Let's begin as usual with our environment check and moving into the appropriate directory:

In [None]:
rocm-smi
cd $HOME/DiRAC-AMD-GPU/notebooks/02-OpenMP/2g-OpenMP_device_subroutines/C

## The `declare target` clause

Calling a function that has been compiled for the architecture of the host from within a target region can have unexpected consequences.
It may not be able to run on the device architecture, and in some compilers may even cause a linking error.
To ensure that our functions can run on the device, we must indicate to the compiler that a device-compatible version should be generated.
We can do this by decorating a function with the `declare target` clause.

As with data regions, the `declare target` clause can be used in a number of different ways.
We can add `#pragma omp declare target` directly before a particular function to specify it as our target function directly, or place it around said function with additional `begin` and `end` clauses.
Finally, it is also possible to pre-declare a range of target functions using `declare target(func-list)`, with the names of the target functions in question as a comma separated `func-list`.

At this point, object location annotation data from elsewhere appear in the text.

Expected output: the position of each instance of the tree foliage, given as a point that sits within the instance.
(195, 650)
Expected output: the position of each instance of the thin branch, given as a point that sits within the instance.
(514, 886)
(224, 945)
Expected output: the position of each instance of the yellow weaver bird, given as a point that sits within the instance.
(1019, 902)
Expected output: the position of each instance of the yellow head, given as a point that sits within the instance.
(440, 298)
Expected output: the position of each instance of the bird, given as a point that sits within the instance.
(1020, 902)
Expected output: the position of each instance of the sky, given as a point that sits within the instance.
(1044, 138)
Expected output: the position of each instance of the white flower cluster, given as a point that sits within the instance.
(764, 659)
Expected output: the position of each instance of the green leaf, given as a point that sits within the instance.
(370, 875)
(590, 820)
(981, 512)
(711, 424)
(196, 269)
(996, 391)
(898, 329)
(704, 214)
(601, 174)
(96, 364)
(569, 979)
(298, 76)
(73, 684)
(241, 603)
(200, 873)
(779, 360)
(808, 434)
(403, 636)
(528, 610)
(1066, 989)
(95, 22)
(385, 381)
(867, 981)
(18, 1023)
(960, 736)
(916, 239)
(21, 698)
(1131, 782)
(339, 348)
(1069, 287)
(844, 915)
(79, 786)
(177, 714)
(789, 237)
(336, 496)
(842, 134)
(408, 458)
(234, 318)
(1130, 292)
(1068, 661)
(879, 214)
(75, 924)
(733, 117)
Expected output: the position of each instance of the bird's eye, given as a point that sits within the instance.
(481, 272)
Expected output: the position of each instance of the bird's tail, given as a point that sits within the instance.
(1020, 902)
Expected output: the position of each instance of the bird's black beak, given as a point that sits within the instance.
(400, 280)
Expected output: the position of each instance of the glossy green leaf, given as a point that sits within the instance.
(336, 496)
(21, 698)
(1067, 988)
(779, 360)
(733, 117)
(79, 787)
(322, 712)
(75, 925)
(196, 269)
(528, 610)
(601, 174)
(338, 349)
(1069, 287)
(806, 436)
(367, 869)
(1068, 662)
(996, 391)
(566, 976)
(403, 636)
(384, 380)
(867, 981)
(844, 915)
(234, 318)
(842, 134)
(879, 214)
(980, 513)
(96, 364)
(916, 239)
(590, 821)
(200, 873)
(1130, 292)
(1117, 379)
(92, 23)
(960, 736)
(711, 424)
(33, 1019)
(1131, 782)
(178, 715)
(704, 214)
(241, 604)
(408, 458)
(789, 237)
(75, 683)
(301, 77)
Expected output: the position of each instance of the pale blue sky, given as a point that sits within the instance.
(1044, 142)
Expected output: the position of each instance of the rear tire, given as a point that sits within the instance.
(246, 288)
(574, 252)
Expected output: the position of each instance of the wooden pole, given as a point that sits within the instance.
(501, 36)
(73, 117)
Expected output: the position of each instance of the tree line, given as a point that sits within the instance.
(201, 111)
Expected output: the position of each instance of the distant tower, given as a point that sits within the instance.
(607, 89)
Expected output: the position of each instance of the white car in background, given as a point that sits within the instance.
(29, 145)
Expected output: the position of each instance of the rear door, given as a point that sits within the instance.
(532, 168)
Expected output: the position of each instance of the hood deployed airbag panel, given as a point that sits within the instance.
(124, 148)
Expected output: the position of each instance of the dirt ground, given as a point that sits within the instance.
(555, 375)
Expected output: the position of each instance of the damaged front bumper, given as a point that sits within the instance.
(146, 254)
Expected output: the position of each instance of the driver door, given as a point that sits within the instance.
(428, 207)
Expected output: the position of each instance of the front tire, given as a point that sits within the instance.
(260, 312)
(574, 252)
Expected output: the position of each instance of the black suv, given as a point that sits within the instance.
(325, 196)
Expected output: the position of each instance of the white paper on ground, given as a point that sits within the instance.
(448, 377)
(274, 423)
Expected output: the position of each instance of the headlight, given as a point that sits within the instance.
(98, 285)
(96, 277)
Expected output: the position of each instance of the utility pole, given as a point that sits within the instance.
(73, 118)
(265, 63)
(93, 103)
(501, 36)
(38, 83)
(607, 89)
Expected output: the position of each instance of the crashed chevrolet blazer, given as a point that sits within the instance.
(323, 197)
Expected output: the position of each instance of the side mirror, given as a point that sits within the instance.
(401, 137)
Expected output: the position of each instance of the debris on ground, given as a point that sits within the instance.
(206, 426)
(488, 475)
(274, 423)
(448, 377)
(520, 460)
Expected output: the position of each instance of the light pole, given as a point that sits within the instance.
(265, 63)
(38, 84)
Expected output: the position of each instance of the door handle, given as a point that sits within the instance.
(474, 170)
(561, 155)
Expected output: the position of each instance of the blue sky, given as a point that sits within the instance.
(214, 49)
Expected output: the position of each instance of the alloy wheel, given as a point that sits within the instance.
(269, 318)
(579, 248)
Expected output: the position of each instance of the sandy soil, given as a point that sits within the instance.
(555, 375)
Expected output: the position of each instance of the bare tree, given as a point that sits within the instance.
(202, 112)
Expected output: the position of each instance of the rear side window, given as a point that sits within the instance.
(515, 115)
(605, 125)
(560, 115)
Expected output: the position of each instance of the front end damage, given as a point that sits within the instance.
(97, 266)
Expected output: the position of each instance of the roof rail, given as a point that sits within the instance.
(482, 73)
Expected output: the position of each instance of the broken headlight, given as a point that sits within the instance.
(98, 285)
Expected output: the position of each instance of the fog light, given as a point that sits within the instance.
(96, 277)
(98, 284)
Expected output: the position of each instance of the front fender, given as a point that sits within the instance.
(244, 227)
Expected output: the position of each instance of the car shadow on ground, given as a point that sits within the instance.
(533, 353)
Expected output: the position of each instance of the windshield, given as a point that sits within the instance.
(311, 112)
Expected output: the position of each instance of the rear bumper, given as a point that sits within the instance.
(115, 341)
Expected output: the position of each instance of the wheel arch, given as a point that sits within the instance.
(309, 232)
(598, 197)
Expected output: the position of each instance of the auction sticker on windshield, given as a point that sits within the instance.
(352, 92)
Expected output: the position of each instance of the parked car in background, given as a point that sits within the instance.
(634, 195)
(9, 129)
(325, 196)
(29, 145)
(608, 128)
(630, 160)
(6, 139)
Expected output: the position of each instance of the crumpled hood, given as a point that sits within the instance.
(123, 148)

To get started, let's move into our first example directory, `1_device_routine/0_device_routine_portyourself`, and clean our environment therein.

In [None]:
cd $HOME/DiRAC-AMD-GPU/notebooks/02-OpenMP/2g-OpenMP_device_subroutines/C/1_device_routine/0_device_routine_portyourself
make clean
ls

There are 2 files in the source code; [`device_routine.c`](./C/1_device_routine/0_device_routine_portyourself/device_routine.c),  which contains the `main` function; and [`compute.c`](./C/1_device_routine/0_device_routine_portyourself/compute.c), where the `compute()` function is implemented.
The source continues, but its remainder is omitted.